Excellent news! I've seen far more of these little twin vans in the UK than the bogie version modelled by Dapol, at least in the period I can remember.
What is the rationale behind them? They seem very similar to two normal continental Habbins vans (equivalent to VGA) permanently coupled. Surely that creates extra construction and maintenance costs compared to a single bogie wagon? Seems odd we don't really see many single LWB 4 wheel vans in the UK, when they are really common on the mainland, yet we do get these.
I'll definitely order some - I'm slightly surprised you've announced these before delivering that many of the previous models though. I've got several 321s, a 92, and some container flats all on pre-order ...
Still, these make a natural pairing with the 92 - good joined up thinking!
In addition to the information above about loading, my understanding is that at the time (mid 80s) there were grants available to encourage the use of bigger bogie wagons, however UIC descriptions only refer to "2-axle" or "4-axle" wagons.
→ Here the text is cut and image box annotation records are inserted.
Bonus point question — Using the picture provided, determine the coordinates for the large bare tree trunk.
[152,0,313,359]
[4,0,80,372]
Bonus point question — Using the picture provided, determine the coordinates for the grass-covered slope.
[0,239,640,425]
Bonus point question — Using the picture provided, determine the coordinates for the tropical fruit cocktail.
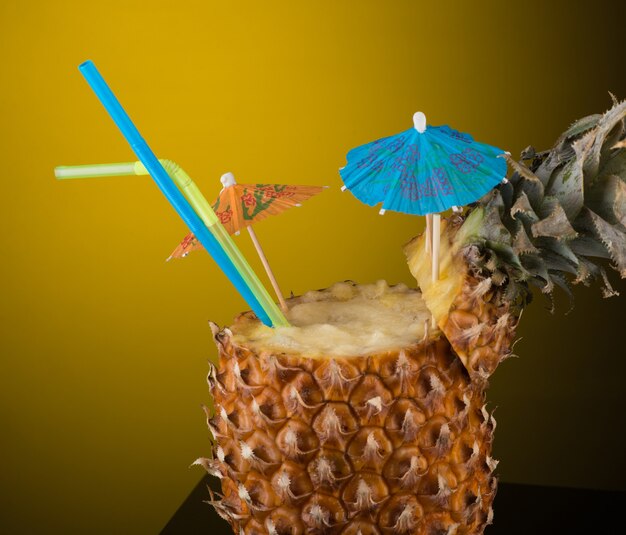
[198,103,626,535]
By splitting the brake gear across the wagons Duewag and Cargowaggon were able to argue that the twins were, in effect, a single wagon and qualified for the grants, while at the same time maximising capacity.
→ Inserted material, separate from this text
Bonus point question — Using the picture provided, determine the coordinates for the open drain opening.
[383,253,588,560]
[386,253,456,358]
Mike has largely answered your point about timings, but in addition I would add that we have held back from any announcements at Model Rail Scotland or York but felt, with the Pendolinos now well into production, the 00 TEAs getting underway, the 92, KFA and Class Bs very close and clear progress made on the HOAs and 321 the time was right to begin the next wagon.
And, as you identified, the progress on the 92 was also a factor in this decision.